Lula comentou ainda sobre a ampliação do Brics. Segundo o presidente, a ampliação do bloco é um contraponto ao próprio FMI, que no último ano disponibilizou o equivalente a 160 bilhões de dólares a países europeus e apenas 34 bilhões de dólares a países africanos.

"Quando as instituições reproduzem as desigualdades, elas fazem parte do problema, e não da solução", disse Lula.

O presidente, que chamou de "inaceitável" a representação dos países no FMI e Banco Mundial, também ressaltou que as bases de uma nova governança econômica ainda não foram lançadas e que o Brics surgiu na esteira dessa imobilismo.

"A ampliação recente do grupo na Cúpula de Johanesburgo fortalece a luta por uma ordem que acomode a pluralidade econômica, geográfica e política do século 21", acrescentou Lula.

Em sua mais recente cúpula, realizada em agosto na África do Sul, os líderes do Brics convidaram Arábia Saudita, Irã, Etiópia, Egito, Argentina e Emirados Árabes Unidos para aderirem ao grupo.

Os líderes do grupo, composto por Brasil, Rússia, Índia, China e África do Sul, ainda deixaram a porta aberta a uma futura expansão adicional, abrindo potencialmente o caminho para a adesão de dezenas de outros países ao bloco, que tem como ambição declarada se tornar uma referência no "Sul Global".

Lula critica conselho de segurança da ONU

Outro foco das críticas do presidente à governança global foi o Conselho de Segurança da ONU. Ao criticar os conflitos, além de falar da Guerra na Ucrânia, Lula ainda citou o conflito no Iêmen, e as crises na Palestina, Burkina Faso, Gabão, Guiné-Conacri, Mali, Níger e Sudão, no Haiti e na Líbia, além do risco de golpe na Guatemala.

"Não subestimamos as dificuldades para alcançar a paz. Mas nenhuma solução será duradoura se não for baseada no diálogo. Tenho reiterado que é preciso trabalhar para criar espaço para negociações", disse. "Os conflitos armados são uma afronta à racionalidade humana."

A maior crítica foi dirigida justamente ao Conselho de Segurança das Nações Unidas, sobre o qual o Brasil cobra há pelo menos três décadas uma reforma no modelo que deu a Estados Unidos, Reino Unido, França, China e Rússia -- os vencedores da 2ª Guerra Mundial -- assentos permanentes e poder de veto.

Nos últimos 20 anos, os principais conflitos mundiais passaram por ações unilaterais desses mesmos membros permanentes, como as invasões do Iraque pelos Estados Unidos e da Ucrânia, pela Rússia.  

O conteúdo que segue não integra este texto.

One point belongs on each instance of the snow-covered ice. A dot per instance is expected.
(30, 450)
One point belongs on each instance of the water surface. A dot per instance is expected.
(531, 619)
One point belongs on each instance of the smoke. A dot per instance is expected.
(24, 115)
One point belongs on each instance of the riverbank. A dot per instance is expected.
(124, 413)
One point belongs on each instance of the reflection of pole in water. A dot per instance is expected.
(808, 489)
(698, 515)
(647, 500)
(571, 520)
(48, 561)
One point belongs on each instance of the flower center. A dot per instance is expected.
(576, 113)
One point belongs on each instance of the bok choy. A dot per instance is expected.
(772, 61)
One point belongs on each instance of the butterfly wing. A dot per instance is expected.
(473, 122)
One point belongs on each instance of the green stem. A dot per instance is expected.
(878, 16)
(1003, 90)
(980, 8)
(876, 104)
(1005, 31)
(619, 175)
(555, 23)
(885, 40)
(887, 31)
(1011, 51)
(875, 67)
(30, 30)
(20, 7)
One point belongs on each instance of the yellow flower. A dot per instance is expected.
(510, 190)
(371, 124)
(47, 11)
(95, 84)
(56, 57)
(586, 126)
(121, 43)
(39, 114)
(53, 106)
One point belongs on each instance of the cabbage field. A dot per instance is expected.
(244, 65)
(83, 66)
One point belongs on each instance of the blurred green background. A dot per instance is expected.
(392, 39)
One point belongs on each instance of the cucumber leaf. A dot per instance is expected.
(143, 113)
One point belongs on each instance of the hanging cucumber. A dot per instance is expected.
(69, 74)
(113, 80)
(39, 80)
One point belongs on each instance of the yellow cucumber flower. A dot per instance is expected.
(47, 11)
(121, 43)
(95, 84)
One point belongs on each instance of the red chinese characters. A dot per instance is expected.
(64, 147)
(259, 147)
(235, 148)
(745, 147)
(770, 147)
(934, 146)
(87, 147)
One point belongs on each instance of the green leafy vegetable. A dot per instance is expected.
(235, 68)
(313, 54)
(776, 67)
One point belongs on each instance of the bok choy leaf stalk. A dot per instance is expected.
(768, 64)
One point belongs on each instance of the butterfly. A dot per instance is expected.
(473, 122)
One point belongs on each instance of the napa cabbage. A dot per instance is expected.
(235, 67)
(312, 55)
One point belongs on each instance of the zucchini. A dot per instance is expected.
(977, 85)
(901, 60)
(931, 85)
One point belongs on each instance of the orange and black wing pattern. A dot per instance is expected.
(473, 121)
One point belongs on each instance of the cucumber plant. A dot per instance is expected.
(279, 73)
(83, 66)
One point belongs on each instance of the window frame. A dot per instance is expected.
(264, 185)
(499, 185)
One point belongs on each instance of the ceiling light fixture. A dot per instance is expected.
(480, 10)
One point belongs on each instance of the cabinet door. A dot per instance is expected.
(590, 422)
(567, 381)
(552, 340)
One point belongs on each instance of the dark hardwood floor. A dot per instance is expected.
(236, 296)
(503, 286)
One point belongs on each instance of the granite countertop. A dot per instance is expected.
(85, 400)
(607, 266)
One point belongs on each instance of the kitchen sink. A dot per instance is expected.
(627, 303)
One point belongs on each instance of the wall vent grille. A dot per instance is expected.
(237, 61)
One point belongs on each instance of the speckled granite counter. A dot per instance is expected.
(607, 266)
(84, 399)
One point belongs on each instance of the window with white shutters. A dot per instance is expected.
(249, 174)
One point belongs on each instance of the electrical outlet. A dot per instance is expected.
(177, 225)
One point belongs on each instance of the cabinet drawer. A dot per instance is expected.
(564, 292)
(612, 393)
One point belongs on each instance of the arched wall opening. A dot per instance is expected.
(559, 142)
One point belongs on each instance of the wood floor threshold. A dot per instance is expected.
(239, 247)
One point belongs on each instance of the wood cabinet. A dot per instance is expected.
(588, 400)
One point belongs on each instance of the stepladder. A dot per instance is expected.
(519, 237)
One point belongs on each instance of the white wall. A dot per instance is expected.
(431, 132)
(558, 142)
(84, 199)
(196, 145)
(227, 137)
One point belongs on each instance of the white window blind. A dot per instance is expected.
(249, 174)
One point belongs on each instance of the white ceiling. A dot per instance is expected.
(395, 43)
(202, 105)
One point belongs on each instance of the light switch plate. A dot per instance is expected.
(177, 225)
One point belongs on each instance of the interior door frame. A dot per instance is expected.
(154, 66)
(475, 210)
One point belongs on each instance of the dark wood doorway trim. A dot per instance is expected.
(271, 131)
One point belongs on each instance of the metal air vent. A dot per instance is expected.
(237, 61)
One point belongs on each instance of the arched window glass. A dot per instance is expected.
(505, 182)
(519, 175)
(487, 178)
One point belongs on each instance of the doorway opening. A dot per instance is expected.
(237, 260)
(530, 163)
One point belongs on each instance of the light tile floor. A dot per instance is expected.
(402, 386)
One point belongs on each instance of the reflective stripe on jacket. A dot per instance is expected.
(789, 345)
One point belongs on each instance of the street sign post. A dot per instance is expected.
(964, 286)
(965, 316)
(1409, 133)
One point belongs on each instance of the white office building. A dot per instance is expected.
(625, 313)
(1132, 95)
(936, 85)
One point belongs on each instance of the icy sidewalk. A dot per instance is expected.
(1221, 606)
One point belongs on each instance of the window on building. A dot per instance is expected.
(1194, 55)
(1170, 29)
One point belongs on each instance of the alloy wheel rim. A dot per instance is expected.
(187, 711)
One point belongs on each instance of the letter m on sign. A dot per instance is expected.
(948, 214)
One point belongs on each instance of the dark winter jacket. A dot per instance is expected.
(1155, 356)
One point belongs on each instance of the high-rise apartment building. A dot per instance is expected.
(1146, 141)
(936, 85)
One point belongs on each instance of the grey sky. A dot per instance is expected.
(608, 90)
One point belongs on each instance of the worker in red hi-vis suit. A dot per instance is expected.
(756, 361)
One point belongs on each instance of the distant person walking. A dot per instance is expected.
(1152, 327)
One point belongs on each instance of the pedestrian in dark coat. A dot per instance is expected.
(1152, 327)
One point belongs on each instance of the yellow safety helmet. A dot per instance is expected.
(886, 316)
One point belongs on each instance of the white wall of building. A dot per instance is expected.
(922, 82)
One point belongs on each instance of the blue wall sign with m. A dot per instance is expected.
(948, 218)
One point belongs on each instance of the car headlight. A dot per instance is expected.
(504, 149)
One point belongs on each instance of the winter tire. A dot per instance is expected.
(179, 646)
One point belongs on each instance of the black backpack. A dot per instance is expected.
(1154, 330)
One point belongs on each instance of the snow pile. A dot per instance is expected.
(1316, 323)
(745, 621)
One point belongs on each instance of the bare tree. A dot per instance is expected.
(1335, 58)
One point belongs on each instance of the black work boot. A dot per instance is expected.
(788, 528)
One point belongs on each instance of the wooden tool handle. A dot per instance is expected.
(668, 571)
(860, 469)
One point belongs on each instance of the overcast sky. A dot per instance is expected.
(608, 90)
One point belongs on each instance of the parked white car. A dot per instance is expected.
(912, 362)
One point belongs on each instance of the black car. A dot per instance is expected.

"O Conselho de Segurança da ONU vem perdendo progressivamente sua credibilidade. Essa fragilidade decorre em particular da ação de seus membros permanentes, que travam guerras não autorizadas em busca de expansão territorial ou de mudança de regime. Sua paralisia é a prova mais eloquente da necessidade e urgência de reformá-lo, conferindo-lhe maior representatividade e eficácia", defendeu Lula.

Apesar da reforma ser em tese aceita por alguns dos membros permanentes, nunca houve movimentos efetivos para alterações, com o poder de veto das cinco potências bloqueando ações mais concretas.

Este foi o 8º discurso de Lula na abertura da Assembleia Geral. Quando presidente, compareceu em sete de oito anos de seus dois mandatos. Ao abrir sua fala, lembrou do primeiro discurso, em 2003.

"Há vinte anos, ocupei esta tribuna pela primeira vez. E disse, naquele 23 de setembro de 2003: 'Que minhas primeiras palavras diante deste Parlamento Mundial sejam de confiança na capacidade humana de vencer desafios e evoluir para formas superiores de convivência'. Volto hoje para dizer que mantenho minha inabalável confiança na humanidade."